“Children with higher weight status spent moderate
amounts of time playing electronic games, while children with lower weight
status spent
either little or a lot of time playing electronic games,” say Elizabeth
A. Vandewater, Ph.D., and colleagues at The University of Texas at Austin
in the
Journal of Adolescence. “Moderate” play, while it
sounds benign, can have a great impact, given the large number of American
children
who
play electronic games.
The researchers surveyed 2,831 children age 1 to 12, recording media habits
of the children and calculating their body mass index, a ratio of height
to weight that indicates how fat or thin a person is.
“While both television and video game play can be reasonably be
considered sedentary activities, video game play was related to children’s
weight status while television was not,” she says. “This
may mean that video game play, but not television use, is indeed displacing
the time children spend in more physically demanding pursuits.”

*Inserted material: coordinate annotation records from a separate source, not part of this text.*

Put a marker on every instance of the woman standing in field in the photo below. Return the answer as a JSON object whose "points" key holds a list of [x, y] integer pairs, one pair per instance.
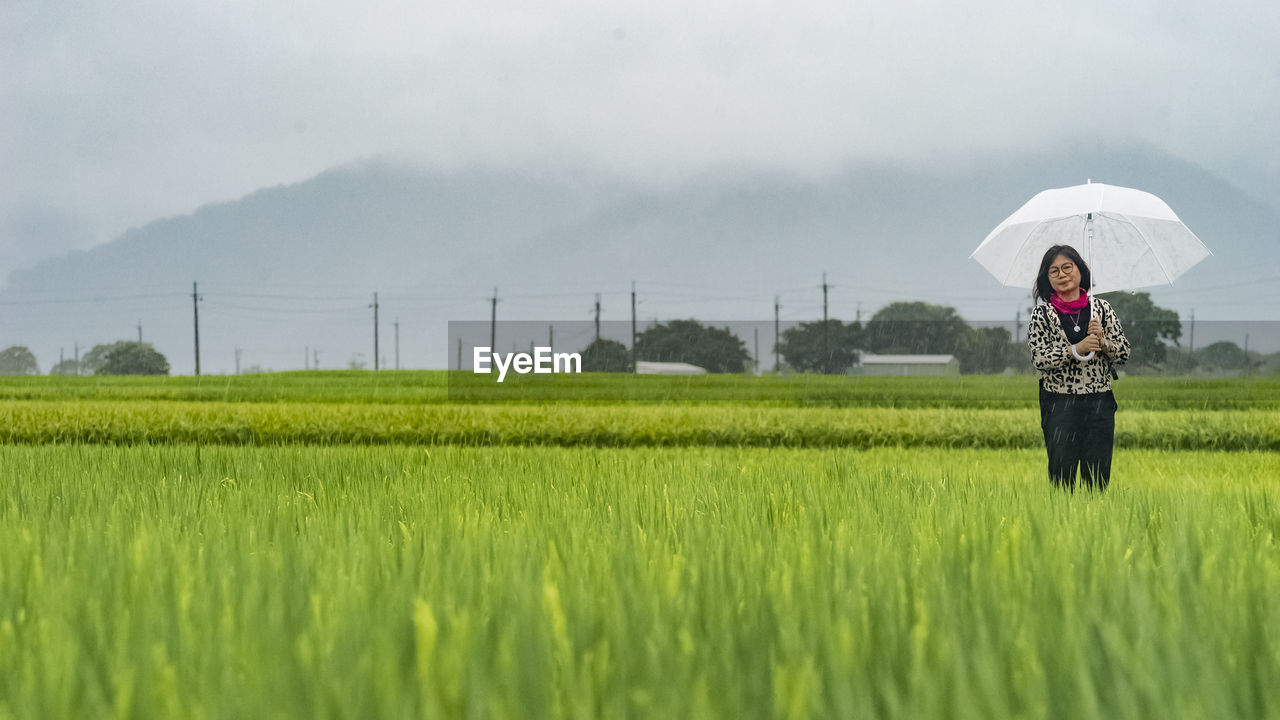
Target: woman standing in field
{"points": [[1074, 340]]}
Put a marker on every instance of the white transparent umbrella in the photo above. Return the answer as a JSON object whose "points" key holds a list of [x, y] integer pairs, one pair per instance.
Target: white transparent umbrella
{"points": [[1129, 238]]}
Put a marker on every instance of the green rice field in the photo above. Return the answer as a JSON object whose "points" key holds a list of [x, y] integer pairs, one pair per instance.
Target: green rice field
{"points": [[301, 548]]}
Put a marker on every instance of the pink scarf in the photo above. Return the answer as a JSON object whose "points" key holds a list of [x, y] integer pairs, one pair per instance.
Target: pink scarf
{"points": [[1064, 306]]}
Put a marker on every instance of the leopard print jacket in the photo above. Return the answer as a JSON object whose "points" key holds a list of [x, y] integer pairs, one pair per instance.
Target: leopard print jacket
{"points": [[1051, 352]]}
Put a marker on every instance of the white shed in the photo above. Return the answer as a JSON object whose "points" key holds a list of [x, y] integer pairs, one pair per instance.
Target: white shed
{"points": [[649, 368], [906, 365]]}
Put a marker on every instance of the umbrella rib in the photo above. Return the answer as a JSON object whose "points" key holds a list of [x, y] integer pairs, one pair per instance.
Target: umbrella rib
{"points": [[1025, 240], [1150, 246]]}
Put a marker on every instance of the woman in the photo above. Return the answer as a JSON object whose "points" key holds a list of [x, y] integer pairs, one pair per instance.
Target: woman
{"points": [[1074, 341]]}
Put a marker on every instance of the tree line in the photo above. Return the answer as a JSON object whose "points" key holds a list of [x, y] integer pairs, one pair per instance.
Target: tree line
{"points": [[831, 346], [908, 328]]}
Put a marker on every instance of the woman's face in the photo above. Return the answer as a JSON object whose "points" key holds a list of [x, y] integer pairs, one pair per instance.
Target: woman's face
{"points": [[1064, 276]]}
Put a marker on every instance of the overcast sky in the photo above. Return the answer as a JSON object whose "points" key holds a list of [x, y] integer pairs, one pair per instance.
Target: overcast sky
{"points": [[113, 114]]}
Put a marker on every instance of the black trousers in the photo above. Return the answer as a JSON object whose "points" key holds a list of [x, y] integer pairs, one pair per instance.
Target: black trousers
{"points": [[1079, 431]]}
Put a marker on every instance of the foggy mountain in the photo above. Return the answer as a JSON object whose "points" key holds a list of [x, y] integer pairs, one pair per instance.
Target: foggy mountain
{"points": [[883, 233]]}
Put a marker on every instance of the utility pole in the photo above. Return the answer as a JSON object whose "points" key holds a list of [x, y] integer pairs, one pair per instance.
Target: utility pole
{"points": [[375, 331], [755, 331], [597, 315], [777, 364], [826, 331], [493, 323], [195, 309]]}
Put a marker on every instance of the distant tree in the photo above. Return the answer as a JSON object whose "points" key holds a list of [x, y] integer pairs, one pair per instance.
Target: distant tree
{"points": [[95, 358], [129, 358], [1178, 360], [1144, 324], [1223, 356], [915, 328], [67, 367], [18, 360], [801, 346], [689, 341], [606, 356], [986, 350]]}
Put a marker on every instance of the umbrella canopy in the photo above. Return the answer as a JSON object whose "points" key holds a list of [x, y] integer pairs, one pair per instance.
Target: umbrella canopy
{"points": [[1129, 238]]}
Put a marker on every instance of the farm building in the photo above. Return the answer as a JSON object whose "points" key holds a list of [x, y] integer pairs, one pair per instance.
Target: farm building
{"points": [[648, 368], [906, 365]]}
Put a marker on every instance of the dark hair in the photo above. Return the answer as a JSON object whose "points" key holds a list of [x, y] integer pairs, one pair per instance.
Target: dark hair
{"points": [[1042, 290]]}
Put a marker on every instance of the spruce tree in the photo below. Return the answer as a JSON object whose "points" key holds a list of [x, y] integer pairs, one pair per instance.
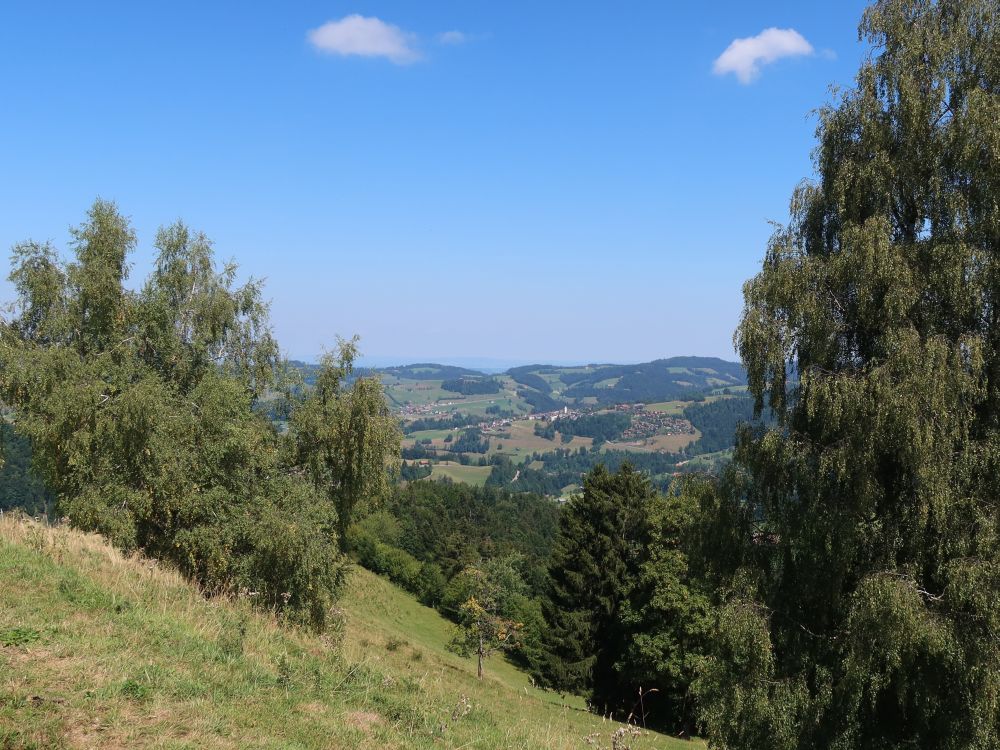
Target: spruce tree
{"points": [[858, 541], [595, 563]]}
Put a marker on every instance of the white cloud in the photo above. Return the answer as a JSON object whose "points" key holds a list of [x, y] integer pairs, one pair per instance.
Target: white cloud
{"points": [[744, 57], [453, 37], [365, 37]]}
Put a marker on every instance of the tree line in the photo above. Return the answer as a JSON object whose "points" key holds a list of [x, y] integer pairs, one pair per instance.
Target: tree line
{"points": [[141, 412]]}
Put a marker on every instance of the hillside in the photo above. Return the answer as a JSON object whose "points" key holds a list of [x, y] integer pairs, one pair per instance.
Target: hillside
{"points": [[99, 650], [661, 380]]}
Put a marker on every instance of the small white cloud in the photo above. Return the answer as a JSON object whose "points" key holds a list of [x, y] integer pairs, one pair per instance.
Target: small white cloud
{"points": [[744, 57], [364, 37], [453, 37]]}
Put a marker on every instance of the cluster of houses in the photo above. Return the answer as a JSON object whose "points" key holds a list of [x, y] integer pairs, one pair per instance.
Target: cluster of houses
{"points": [[648, 423]]}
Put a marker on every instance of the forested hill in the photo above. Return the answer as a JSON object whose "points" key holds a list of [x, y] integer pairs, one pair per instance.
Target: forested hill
{"points": [[547, 387], [660, 380]]}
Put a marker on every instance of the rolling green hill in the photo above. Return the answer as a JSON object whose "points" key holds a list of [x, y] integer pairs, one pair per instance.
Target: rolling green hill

How might viewing the tube lead to overweight children?
One long-standing view could be called the “couch potato hypothesis” — kids
sit, immobile, watching a screen instead of playing sports. A second
view ties TV watching to eating, either through a barrage of ads (mostly
for
food) or because children snack while watching.
Vandewater says she finds the persistence of the view that watching television
makes kids fat puzzling, given much research to the contrary. The connection
between obesity and the television screen is weak, she says.
In her study, children with higher BMIs seemed to play video games moderately
but read or used computers for non-game purposes either very little or
a lot more than those with a lower BMI. The heavier children spent more
time in sedentary activities than thinner kids did, but they did not spend
any more or less time being moderately or extremely active.
Children with lower BMIs, on the other hand, used print or computers for
non-game purposes moderately, and video games either more or less than
their heavier peers. Their weight status also bore no relation to their
activity levels.
The relationship of weight to activity might seem paradoxical.
That heavier children were more sedentary makes some sense, but that
they were just
as active as thinner children doesn’t. Yet Vandewater found no
connection between weight and activity. She suggests that while they
spend more time
sitting down, heavier kids may also become more active at other times
in an attempt to lose weight. That would equalize activity levels in
high
and low BMI groups.
Vandewater cautions that the study reflects an association
of factors, not causes. For instance, she found that electronic game
use was connected
to weight among girls but not among boys. That doesn’t mean that
playing games made these girls heavier. It may be that overweight girls
turn to electronic media because they felt socially isolated.
For children as well as adults, media fills up free time, she says. Overweight
children are more sedentary and have fewer friends and may simply find
themselves with more free time on their hands. This implies that media
use is a result of obesity, rather than the other way around.
“It would be wonderful if there were a quick and easy solution to
the problem of obesity in American youth,” Vandewater says. “Unfortunately,
the data available to date do no support the notion that turning off the
television or unplugging the video game console amounts to a ‘magic
bullet’ which will reduce the prevalence of childhood obesity.”